# Minor Sketchup Problem - bug or my error?



## ThePickledZebra (Jul 19, 2008)

Hola!

I am a noob on this site and just getting started trying to design my first project. I have been playing with Google Sketchup to see what I can do. Here is a picture of a simple side-rail or arm for a sofa. When I tried to use the FollowMe tool to round off the arm, I ended up with new bizarre edges. Small ones, but nonetheless disconcerting. The starting arc was perpendicular to the FollowMe path, so I am a bit perplexed.

Any insight or suggestions would be most appreciated.


----------



## gwurst (Nov 28, 2007)

This topic may help you with the follow-me tool:

http://lumberjocks.com/topics/4063

If you're still stuck, I can look at your SKP file and see if I can see what is happening.


----------



## ThePickledZebra (Jul 19, 2008)

Greg, thanks for the reply. Unfortunately your link doesn't fix the issue, tho it is VERY close. I'm not sure how to attach the .skp files, so here's a series of pictures reproducing the "error" in simple steps.

1. Make block of material on axes.










2. Let's make an arc on the top surface left corner










3. Use push/pull to remove portion of the block. Draw new arc, as shown,










4. Extrude arc shape using FollowMe tool. (path was selected as all edges of top surface, not the surface itself)










5. Ok, that worked poorly. Maybe it's cuz of the overlap at this corner. Let's not select the path as the 
edges all along the top surface. Instead, we create a line segment near the corner of interest and leave it 
out of the selected path.










6. Extrude (FollowMe) again.










Oopsie!


----------



## gizmodyne (Mar 15, 2007)

Hi,

Are you trying to keep one part flat?

Sometimes you just have to erase left overs and redraw lines to "heal" your project.


----------



## Grumpy (Nov 9, 2007)

There have been some good posts on sketchup, might be worth checking them out.


----------



## ThePickledZebra (Jul 19, 2008)

Yes, I wanted at segment of the face in the foreground to remain flat.

It does seem to be a "bug" that I'll just have to clean up manually.

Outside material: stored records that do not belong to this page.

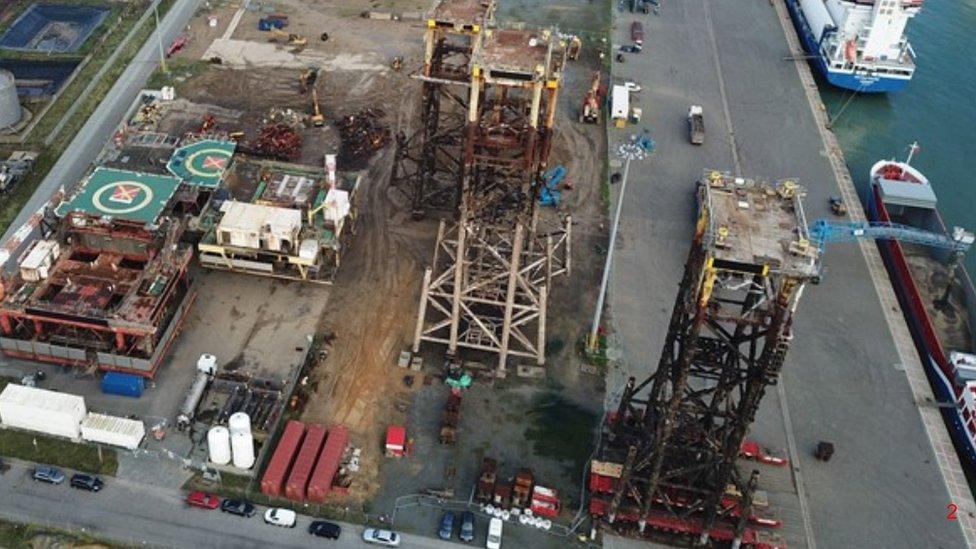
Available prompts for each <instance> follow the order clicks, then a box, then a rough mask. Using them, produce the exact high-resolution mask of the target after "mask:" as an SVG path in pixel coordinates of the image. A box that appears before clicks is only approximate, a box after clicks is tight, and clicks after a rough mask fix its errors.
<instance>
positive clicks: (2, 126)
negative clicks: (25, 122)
mask: <svg viewBox="0 0 976 549" xmlns="http://www.w3.org/2000/svg"><path fill="white" fill-rule="evenodd" d="M23 117H24V111H23V109H22V108H21V106H20V101H19V100H18V99H17V84H16V82H15V81H14V75H13V73H12V72H10V71H8V70H6V69H0V130H3V129H7V128H9V127H11V126H14V125H16V124H17V123H18V122H20V120H21V119H22V118H23Z"/></svg>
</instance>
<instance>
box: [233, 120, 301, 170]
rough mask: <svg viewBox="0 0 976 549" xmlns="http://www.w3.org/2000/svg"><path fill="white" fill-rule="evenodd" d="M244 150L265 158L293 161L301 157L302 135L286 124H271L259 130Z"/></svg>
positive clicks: (274, 122)
mask: <svg viewBox="0 0 976 549" xmlns="http://www.w3.org/2000/svg"><path fill="white" fill-rule="evenodd" d="M246 149H247V150H248V151H249V152H251V153H252V154H255V155H257V156H263V157H265V158H273V159H275V160H288V161H295V160H298V159H299V158H300V157H301V155H302V135H301V134H300V133H298V131H296V130H295V128H293V127H291V126H289V125H288V124H285V123H282V122H273V123H270V124H267V125H266V126H264V127H263V128H261V134H260V135H258V136H257V137H256V138H254V139H253V140H251V141H250V142H249V143H248V145H247V147H246Z"/></svg>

Ok. Thanks Giz and Grumpy.


----------



## gwurst (Nov 28, 2007)

Select just the top surface and use the follow-me tool. It worked on the test piece I just created from your pictures.


----------



## ThePickledZebra (Jul 19, 2008)

Right! That works. How would you leave a section of the block flat? Say you wanted to use
the last 6 inches or so for some mortise/tenon work (as in my picture #6)?


----------



## gwurst (Nov 28, 2007)

Depends on which section you wanted flat. Can you draw a rough sketch of what you want it to look like?


----------



## ThePickledZebra (Jul 19, 2008)

I'd like it to look like Figure 6, without the splatter at the corner. 

I can figure out a workaround, I'm just curious now what is producing that error.

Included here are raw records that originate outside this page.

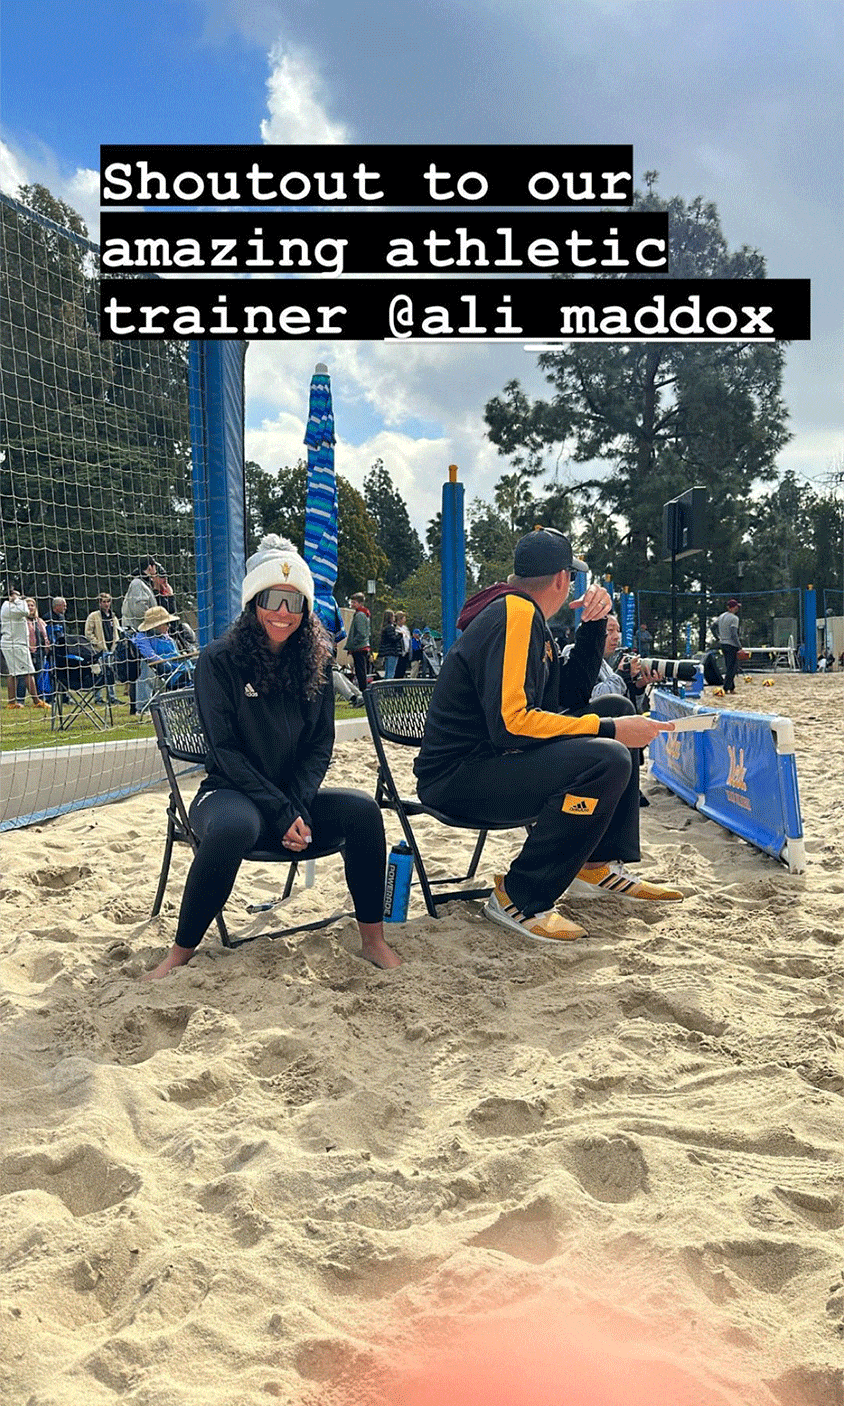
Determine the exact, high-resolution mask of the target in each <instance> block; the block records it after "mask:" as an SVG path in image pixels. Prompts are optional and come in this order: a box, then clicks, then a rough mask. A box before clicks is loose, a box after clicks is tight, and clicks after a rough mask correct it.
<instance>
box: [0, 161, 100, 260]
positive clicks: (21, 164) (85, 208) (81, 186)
mask: <svg viewBox="0 0 844 1406" xmlns="http://www.w3.org/2000/svg"><path fill="white" fill-rule="evenodd" d="M20 186H46V188H48V190H49V191H51V194H52V195H56V197H58V200H63V201H65V204H68V205H70V207H72V208H73V209H75V211H76V212H77V214H79V215H82V218H83V219H84V222H86V225H87V228H89V235H90V238H91V239H93V240H94V243H96V242H97V239H98V238H100V173H98V172H93V170H89V169H87V167H79V166H77V167H76V170H75V172H73V173H72V174H68V173H66V172H63V170H62V169H60V166H59V160H58V157H56V155H55V152H52V150H51V149H49V146H45V145H44V143H39V145H38V146H37V149H35V150H32V152H23V150H14V149H13V148H11V146H8V145H7V143H6V142H0V190H4V191H6V193H7V194H8V195H17V191H18V187H20Z"/></svg>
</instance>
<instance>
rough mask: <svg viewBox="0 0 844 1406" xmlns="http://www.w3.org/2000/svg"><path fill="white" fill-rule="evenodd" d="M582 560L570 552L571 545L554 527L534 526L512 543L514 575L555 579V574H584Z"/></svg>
mask: <svg viewBox="0 0 844 1406" xmlns="http://www.w3.org/2000/svg"><path fill="white" fill-rule="evenodd" d="M588 569H589V568H588V567H587V564H585V561H578V558H577V557H574V555H573V553H571V543H570V541H568V537H564V536H563V533H561V531H557V529H556V527H535V529H533V531H532V533H528V536H526V537H522V540H520V541H519V543H516V551H515V555H513V572H515V574H516V576H525V578H530V576H556V575H557V572H558V571H588Z"/></svg>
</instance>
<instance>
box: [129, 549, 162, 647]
mask: <svg viewBox="0 0 844 1406" xmlns="http://www.w3.org/2000/svg"><path fill="white" fill-rule="evenodd" d="M159 571H160V567H159V564H158V562H156V560H155V557H143V560H142V561H141V565H139V567H138V571H136V572H135V575H134V576H132V579H131V581H129V586H128V591H127V593H125V596H124V598H122V605H121V607H120V620H121V624H122V627H124V630H139V628H141V621H142V619H143V616H145V614H146V612H148V610H152V607H153V606H156V605H158V603H159V602H158V600H156V599H155V588H153V579H156V578H158V572H159Z"/></svg>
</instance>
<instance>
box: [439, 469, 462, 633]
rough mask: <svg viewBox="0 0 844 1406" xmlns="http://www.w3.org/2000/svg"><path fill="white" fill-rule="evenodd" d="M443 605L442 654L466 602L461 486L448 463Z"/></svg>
mask: <svg viewBox="0 0 844 1406" xmlns="http://www.w3.org/2000/svg"><path fill="white" fill-rule="evenodd" d="M442 543H443V547H442V586H440V592H442V606H443V655H445V654H447V652H449V650H450V648H452V645H453V644H454V640H456V638H457V616H459V614H460V610H461V609H463V602H464V600H466V530H464V526H463V484H459V482H457V465H456V464H449V482H447V484H443V534H442Z"/></svg>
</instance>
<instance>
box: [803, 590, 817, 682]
mask: <svg viewBox="0 0 844 1406" xmlns="http://www.w3.org/2000/svg"><path fill="white" fill-rule="evenodd" d="M803 643H805V645H806V664H805V672H806V673H817V596H816V592H814V586H806V589H805V592H803Z"/></svg>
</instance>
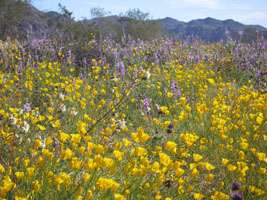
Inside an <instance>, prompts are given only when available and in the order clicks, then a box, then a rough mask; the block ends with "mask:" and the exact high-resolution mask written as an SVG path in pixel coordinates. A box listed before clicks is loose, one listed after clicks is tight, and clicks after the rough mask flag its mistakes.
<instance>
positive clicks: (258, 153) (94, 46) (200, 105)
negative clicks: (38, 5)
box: [0, 37, 267, 200]
mask: <svg viewBox="0 0 267 200" xmlns="http://www.w3.org/2000/svg"><path fill="white" fill-rule="evenodd" d="M266 47H267V44H266V43H264V41H263V40H262V39H259V40H258V41H257V42H255V43H253V44H249V45H248V44H242V43H236V42H233V41H229V42H228V43H226V44H220V43H218V44H209V45H205V44H201V43H199V42H197V41H194V40H189V39H188V40H185V41H174V40H171V39H168V38H165V39H162V40H157V41H153V42H150V43H148V42H143V41H134V40H132V39H131V38H126V37H123V38H122V42H121V44H118V43H116V42H114V41H113V40H112V38H106V40H103V41H102V42H101V43H99V44H98V43H96V42H95V41H94V40H91V41H89V42H88V45H87V46H85V47H83V50H84V51H85V52H86V51H87V50H88V52H89V51H90V52H91V51H93V50H94V49H97V50H98V51H100V52H101V54H99V55H100V56H98V57H92V56H90V57H89V56H88V55H87V56H85V57H84V60H83V62H82V63H81V62H78V61H77V60H76V59H75V57H74V56H73V55H72V52H71V51H70V50H69V49H68V48H67V47H66V46H65V45H64V44H62V43H59V42H57V41H55V40H49V39H43V40H33V41H31V42H28V43H25V42H18V41H6V42H3V41H2V42H1V41H0V86H1V87H0V89H1V90H0V102H1V104H0V135H1V137H0V144H1V145H0V152H1V155H0V198H1V199H116V200H122V199H158V200H159V199H166V200H170V199H196V200H201V199H214V200H223V199H242V197H243V198H244V199H246V200H247V199H253V200H254V199H265V198H267V172H266V170H267V157H266V152H267V132H266V130H267V126H266V125H267V124H266V118H267V112H266V111H267V101H266V100H267V94H266V67H267V61H266V56H267V51H266ZM90 55H91V54H90ZM79 56H81V55H79Z"/></svg>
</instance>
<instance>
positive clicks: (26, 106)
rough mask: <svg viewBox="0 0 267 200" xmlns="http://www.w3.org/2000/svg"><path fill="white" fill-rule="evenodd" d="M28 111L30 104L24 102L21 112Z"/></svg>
mask: <svg viewBox="0 0 267 200" xmlns="http://www.w3.org/2000/svg"><path fill="white" fill-rule="evenodd" d="M30 111H31V104H29V103H25V104H24V108H23V112H24V113H29V112H30Z"/></svg>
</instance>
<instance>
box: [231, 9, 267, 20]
mask: <svg viewBox="0 0 267 200" xmlns="http://www.w3.org/2000/svg"><path fill="white" fill-rule="evenodd" d="M229 17H230V18H233V19H236V20H239V21H241V22H244V23H253V22H256V21H259V20H267V13H265V12H261V11H255V12H250V13H242V14H232V15H229Z"/></svg>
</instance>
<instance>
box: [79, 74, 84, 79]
mask: <svg viewBox="0 0 267 200" xmlns="http://www.w3.org/2000/svg"><path fill="white" fill-rule="evenodd" d="M83 78H84V76H83V73H82V72H81V73H80V79H81V80H83Z"/></svg>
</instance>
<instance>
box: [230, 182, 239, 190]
mask: <svg viewBox="0 0 267 200" xmlns="http://www.w3.org/2000/svg"><path fill="white" fill-rule="evenodd" d="M240 187H241V183H238V182H233V183H232V184H231V189H232V190H233V191H237V190H240Z"/></svg>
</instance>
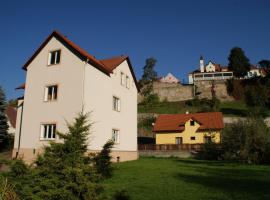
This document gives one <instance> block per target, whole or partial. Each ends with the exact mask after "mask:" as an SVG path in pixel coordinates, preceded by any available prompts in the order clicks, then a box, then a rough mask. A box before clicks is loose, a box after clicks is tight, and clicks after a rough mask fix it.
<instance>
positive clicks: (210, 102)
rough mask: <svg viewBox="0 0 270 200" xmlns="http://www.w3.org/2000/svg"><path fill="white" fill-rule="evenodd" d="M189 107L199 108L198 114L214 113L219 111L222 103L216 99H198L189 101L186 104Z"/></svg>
mask: <svg viewBox="0 0 270 200" xmlns="http://www.w3.org/2000/svg"><path fill="white" fill-rule="evenodd" d="M185 104H186V105H187V106H193V107H198V108H199V110H198V112H213V111H219V107H220V101H219V99H217V98H216V97H213V98H212V99H198V98H194V99H193V100H188V101H186V102H185Z"/></svg>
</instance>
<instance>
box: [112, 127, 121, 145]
mask: <svg viewBox="0 0 270 200" xmlns="http://www.w3.org/2000/svg"><path fill="white" fill-rule="evenodd" d="M112 141H113V142H114V143H115V144H119V143H120V131H119V129H112Z"/></svg>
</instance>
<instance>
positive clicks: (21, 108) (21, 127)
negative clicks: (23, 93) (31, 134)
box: [15, 102, 24, 159]
mask: <svg viewBox="0 0 270 200" xmlns="http://www.w3.org/2000/svg"><path fill="white" fill-rule="evenodd" d="M23 105H24V102H22V103H21V104H20V105H19V106H18V108H19V107H22V108H21V109H22V110H21V119H20V130H19V141H18V148H17V152H16V157H15V158H16V159H17V158H18V155H19V151H20V147H21V135H22V119H23Z"/></svg>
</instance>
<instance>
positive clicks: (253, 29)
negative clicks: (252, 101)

Thanks for your time and help, Greg.


----------



## gwurst (Nov 28, 2007)

Like this?










You can either manually drag the follow-me tool to where you want it or just draw a line that stops where you need it to stop and then select all the connecting edges before using the follow-me tool.


----------



## ThePickledZebra (Jul 19, 2008)

hmm… weird. That's exactly what I did - selected all the connecting edges before using the followme tool.


----------



## gwurst (Nov 28, 2007)

Try building the profile of your object while flat before pulling it up. That way you don't have any weird or missing geometry.


----------



## ThePickledZebra (Jul 19, 2008)

Problem solved! Thanks for hanging with me through this.


----------



## gwurst (Nov 28, 2007)

Glad to help! Did you figure something out or was it drawing the profile flat and pulling it up?


----------



## ThePickledZebra (Jul 19, 2008)

In the process of starting with the full profile flat and pulling it up, I realized that the extrusion arc
was perpendicular to the top surface (so the surface-selected followme works), but that it wasn't
perpendicular to the first line segment of the curved edge path. doh!


----------